Nata nel 1948 quando la Citroën era di proprietà della Michelin, l’iconica 2CV fu ispirata da un principio sociale (quello di rendere la mobiltà accessibile a tutti i livelli, compreso il vasto mondo agricolo francese) attraverso soluzioni semplici e funzionali.
Ma al varo di questo progetto di successo – oltre 5,1 milioni di esemplari prodotti in 40 anni – contribuì anche dalla non celata intenzione dei Michelin di far crescere il mercato automobilistico del Paese, appena uscito dalla guerra, e di riattivare così le vendite di pneumatici.
Ora, quasi a distanza di 80 anni, la 2CV resta un riferimento e non solo nel concetto costruttivo. E una sua moderna versione potrebbe certamente fornire molti dei vantaggi dell’antenata – tra cui appunto la democratizzazione della mobilità, in questo caso elettrica – e rivitalizzare, in senso generale, il mercato delle auto entry level.
Il principio ispirativo odierno resterebbe dunque lo stesso, ma esteso a tutti i costruttori presenti nella fascia entry level. Quella che viene definita la ‘futura 2CV’ – così come anticipato di diverse interviste dal ceo di Citroën Xavier Chardon – apparterrà infatti alla nascente categoria M1E a cui sta lavorando la Commissione Europea e riservata a modelli elettrici lunghi non più di 4,2 metri e assemblati all’interno dell’Unione.
La 2CV, al pari degli altri modelli M1E a cui stanno lavorando già molte aziende, potrà dunque beneficiare di un nuovo regolamento meno impattante sui costi industriali e soprattutto su sostegni sia della Ue che dei singoli Paesi Le specifiche finali delle M1E (paragonate da molti alle Kei Car giapponesi) sono in fase di definizione, ma le proposte tecniche all’esame dovrebbero includere una massa non superiore a 1.500 kg e una velocità massima limitata a 120 km/h.
Queste piccole auto rappresenteranno però un importante passo in avanti rispetto ai quadricicli leggeri elettrici (categoria L7e) in quanto le auto omologate M1E dovranno rispettare gli elevati standard di sicurezza delle auto tradizionali M1, inclusi i crash test e le normative Euro 7.
La Commissione Europea sta egualmente valutando – per ridurre i costi di ricerca e sviluppo – procedure di omologazione con norme congelate per 10 anni e soprattutto l’integrazione di sistemi Adas meno complessi (e quindi meno costosi) rispetto alle auto M1.
Ci dovrebbero essere anche altri vantaggi per i Costruttori come l’istituzione di super-crediti CO2, in quanto quelli relativi alle M1E avranno un moltiplicatore 1,3 rispetto alle M1 ai fini del calcolo delle emissioni medie della flotta. Un punto questo sempre ‘critico’ perché origine di pesanti sanzioni alle Case auto.
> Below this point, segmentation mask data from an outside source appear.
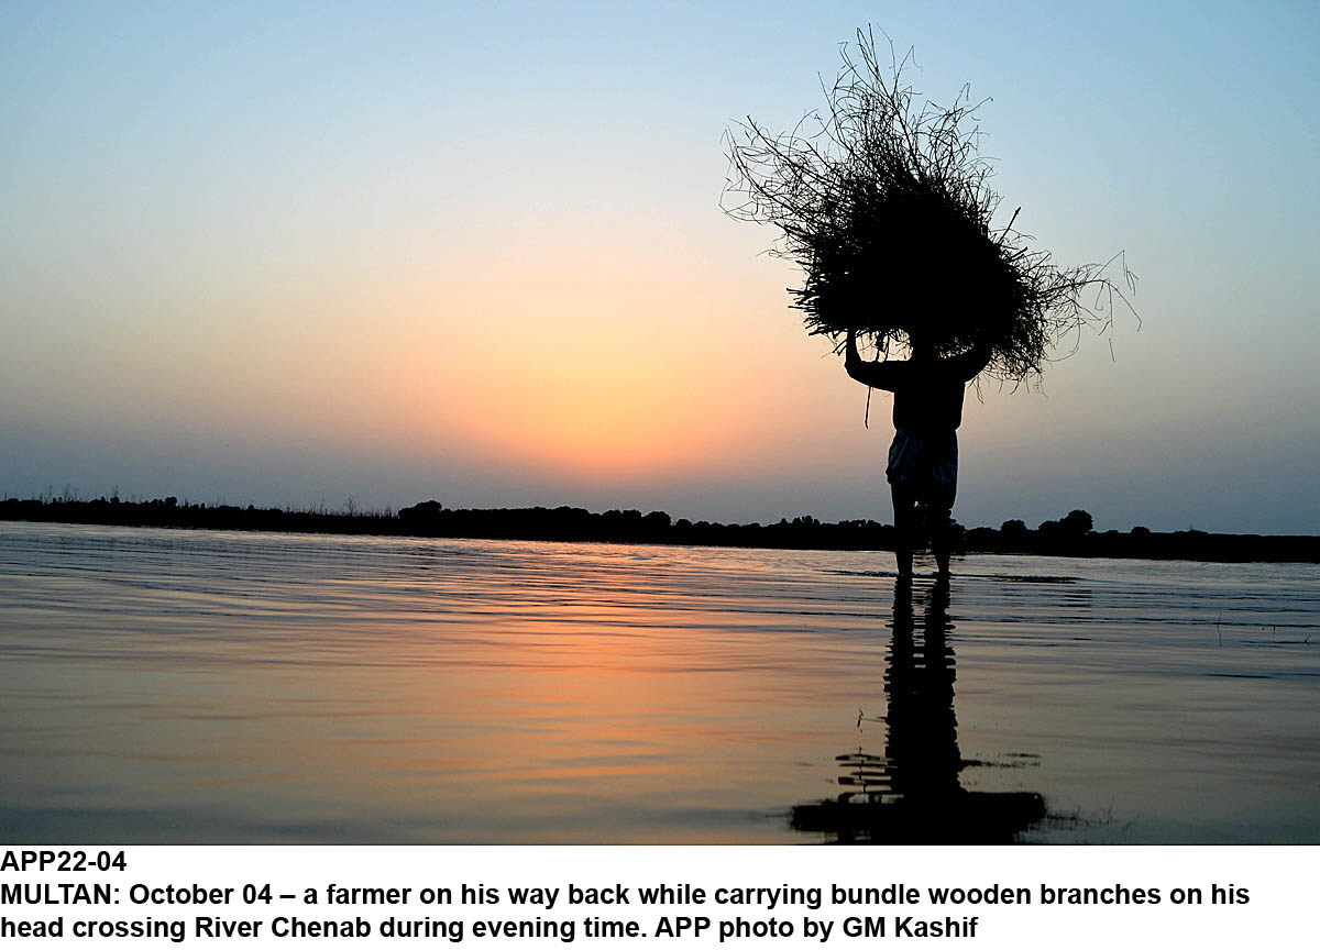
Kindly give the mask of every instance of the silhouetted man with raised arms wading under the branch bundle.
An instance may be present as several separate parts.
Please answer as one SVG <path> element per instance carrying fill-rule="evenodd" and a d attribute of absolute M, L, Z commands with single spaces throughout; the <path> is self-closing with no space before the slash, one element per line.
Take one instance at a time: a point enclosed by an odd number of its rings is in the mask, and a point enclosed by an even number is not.
<path fill-rule="evenodd" d="M 958 490 L 958 435 L 962 393 L 986 368 L 990 347 L 977 343 L 958 356 L 935 356 L 909 334 L 912 358 L 865 363 L 857 335 L 847 332 L 843 367 L 858 383 L 894 393 L 894 442 L 884 475 L 894 497 L 899 577 L 912 577 L 912 548 L 920 521 L 931 533 L 940 574 L 949 573 L 949 516 Z"/>

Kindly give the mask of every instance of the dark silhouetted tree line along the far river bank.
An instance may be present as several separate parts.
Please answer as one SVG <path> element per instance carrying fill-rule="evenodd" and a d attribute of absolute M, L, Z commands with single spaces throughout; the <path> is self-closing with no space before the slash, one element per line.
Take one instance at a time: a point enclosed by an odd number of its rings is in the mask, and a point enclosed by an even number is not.
<path fill-rule="evenodd" d="M 300 511 L 199 504 L 173 496 L 150 501 L 121 500 L 117 495 L 83 499 L 66 492 L 61 497 L 0 500 L 0 520 L 508 541 L 894 550 L 894 526 L 871 520 L 829 522 L 803 515 L 772 524 L 721 524 L 673 520 L 661 511 L 643 515 L 635 509 L 595 513 L 569 507 L 446 508 L 440 501 L 422 501 L 399 512 L 364 512 L 352 503 L 339 511 L 323 507 Z M 1152 532 L 1142 526 L 1130 532 L 1097 532 L 1092 516 L 1081 509 L 1043 521 L 1035 529 L 1019 520 L 1005 521 L 999 528 L 965 529 L 960 525 L 956 537 L 957 549 L 964 553 L 1320 562 L 1320 537 L 1315 536 Z"/>

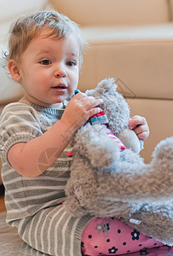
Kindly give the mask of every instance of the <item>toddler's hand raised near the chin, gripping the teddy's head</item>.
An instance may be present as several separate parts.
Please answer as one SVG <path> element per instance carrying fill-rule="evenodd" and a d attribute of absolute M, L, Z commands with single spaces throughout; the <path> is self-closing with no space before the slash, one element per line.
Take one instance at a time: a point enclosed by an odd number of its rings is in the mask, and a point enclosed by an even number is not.
<path fill-rule="evenodd" d="M 85 93 L 79 92 L 68 102 L 61 121 L 69 129 L 77 131 L 90 116 L 101 112 L 102 109 L 98 107 L 101 103 L 103 103 L 102 99 L 95 99 L 93 96 L 87 96 Z"/>

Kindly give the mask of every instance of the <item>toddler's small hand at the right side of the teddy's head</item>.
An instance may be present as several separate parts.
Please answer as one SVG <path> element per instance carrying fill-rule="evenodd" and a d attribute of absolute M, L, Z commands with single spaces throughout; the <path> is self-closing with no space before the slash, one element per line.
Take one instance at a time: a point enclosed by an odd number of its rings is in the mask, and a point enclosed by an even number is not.
<path fill-rule="evenodd" d="M 133 116 L 129 121 L 129 128 L 136 132 L 137 137 L 141 141 L 145 141 L 149 136 L 149 127 L 147 120 L 139 115 Z"/>

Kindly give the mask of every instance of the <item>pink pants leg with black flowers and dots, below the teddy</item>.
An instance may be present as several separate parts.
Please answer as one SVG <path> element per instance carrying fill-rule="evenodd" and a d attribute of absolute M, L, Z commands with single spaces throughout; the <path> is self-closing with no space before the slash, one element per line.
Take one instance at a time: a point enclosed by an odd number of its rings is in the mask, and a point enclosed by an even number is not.
<path fill-rule="evenodd" d="M 89 256 L 134 252 L 145 255 L 148 248 L 163 246 L 162 242 L 142 235 L 138 230 L 130 228 L 117 218 L 93 218 L 86 225 L 81 242 L 82 253 Z"/>

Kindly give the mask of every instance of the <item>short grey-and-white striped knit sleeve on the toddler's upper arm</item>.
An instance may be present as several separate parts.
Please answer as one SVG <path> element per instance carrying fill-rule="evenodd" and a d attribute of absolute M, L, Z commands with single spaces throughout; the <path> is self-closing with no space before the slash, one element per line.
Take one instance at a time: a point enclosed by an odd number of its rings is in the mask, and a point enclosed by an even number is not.
<path fill-rule="evenodd" d="M 7 159 L 9 148 L 16 143 L 26 143 L 43 134 L 39 116 L 34 108 L 10 103 L 3 109 L 0 118 L 0 152 Z"/>

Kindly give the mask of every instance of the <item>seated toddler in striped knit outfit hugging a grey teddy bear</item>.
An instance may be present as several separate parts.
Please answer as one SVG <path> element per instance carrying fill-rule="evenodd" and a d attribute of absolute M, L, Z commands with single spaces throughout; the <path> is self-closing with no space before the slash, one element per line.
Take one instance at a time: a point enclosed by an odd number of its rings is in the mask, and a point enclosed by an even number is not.
<path fill-rule="evenodd" d="M 55 11 L 23 16 L 11 27 L 6 58 L 25 96 L 7 105 L 0 119 L 7 223 L 31 247 L 56 256 L 159 246 L 115 218 L 76 218 L 64 210 L 72 137 L 101 112 L 101 99 L 82 92 L 72 97 L 83 49 L 78 25 Z M 140 116 L 130 120 L 130 129 L 143 141 L 148 137 Z"/>

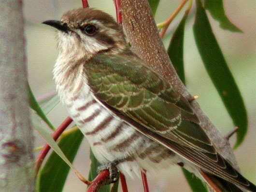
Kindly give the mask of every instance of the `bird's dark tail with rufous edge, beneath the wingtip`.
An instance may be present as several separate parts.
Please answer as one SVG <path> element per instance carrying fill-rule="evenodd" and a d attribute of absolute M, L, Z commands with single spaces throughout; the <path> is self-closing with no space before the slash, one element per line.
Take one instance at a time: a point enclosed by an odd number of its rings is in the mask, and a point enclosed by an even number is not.
<path fill-rule="evenodd" d="M 204 178 L 206 183 L 213 188 L 214 192 L 244 192 L 237 185 L 228 182 L 223 178 L 219 178 L 211 173 L 200 171 L 199 174 L 202 176 L 202 178 Z M 256 192 L 256 186 L 250 181 L 248 181 L 248 183 L 250 185 L 245 187 L 245 189 L 251 192 Z"/>

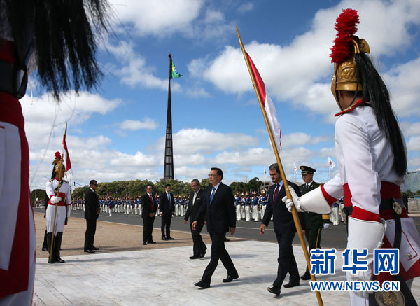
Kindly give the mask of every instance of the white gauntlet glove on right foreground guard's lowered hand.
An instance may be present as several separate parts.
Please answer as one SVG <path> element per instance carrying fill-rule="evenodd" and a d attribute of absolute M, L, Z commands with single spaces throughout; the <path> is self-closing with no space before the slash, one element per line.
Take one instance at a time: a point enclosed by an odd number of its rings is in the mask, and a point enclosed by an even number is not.
<path fill-rule="evenodd" d="M 357 271 L 356 274 L 346 272 L 349 281 L 371 281 L 373 277 L 373 250 L 379 249 L 382 245 L 386 230 L 386 221 L 380 219 L 380 222 L 364 221 L 349 217 L 349 237 L 347 238 L 347 249 L 358 249 L 362 251 L 367 249 L 367 271 Z M 369 235 L 366 235 L 366 233 Z M 349 260 L 353 263 L 353 253 L 350 252 Z M 362 259 L 362 258 L 361 258 Z M 354 291 L 362 298 L 367 298 L 368 291 Z"/>

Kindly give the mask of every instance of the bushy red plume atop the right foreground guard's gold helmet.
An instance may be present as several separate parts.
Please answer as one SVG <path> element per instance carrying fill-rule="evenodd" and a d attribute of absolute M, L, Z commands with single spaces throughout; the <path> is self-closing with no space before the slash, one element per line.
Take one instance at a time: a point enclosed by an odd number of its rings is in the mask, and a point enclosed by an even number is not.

Tornando alla futura Citroën 2CV – che potrebbe essere svelata al Mondial de l’Auto Paris 2026 che si aprirà 12 ottobre – le indicazioni fornite sia dalle stesso management dell’azienda che dalla stampa specializzata (il periodico britannico AutoExpress ne ha ricostruito con un rendering il possibile aspetto) parlano della base costruttiva Smart Car.
Una piattaforma questa che nel portfolio Stellantis è quella dei modelli C3, C3 Aircross e Fiat Grande Panda. E che dovrebbe essere ‘vestita’ con un look sbarazzino, in parte ispirato anche a quello del concept Revolte del 2009, ideato dall’ex responsabile del design di Citroën, Jean-Pierre Ploué oggi a capo dello stile di tutto il Gruppo Stellantis.
Come mostra il rendering pubblicato da Auto Express la prossima 2CV sarà molto più vicina all’originale che non a quello (modernizzato) della proposta del 2009, non fosse altro che per il tipico ‘sguardo’ con i due occhi-proiettori.
“Se si pensa alla 2CV, un’auto economica per le campagne – ha recentemente dichiarato Pierre Leclercq oggi a capo del design di Citroën – è fondamentale preservarne la filosofia e i valori.
Se si può reinterpretarli in un’auto moderna, allora facciamolo”.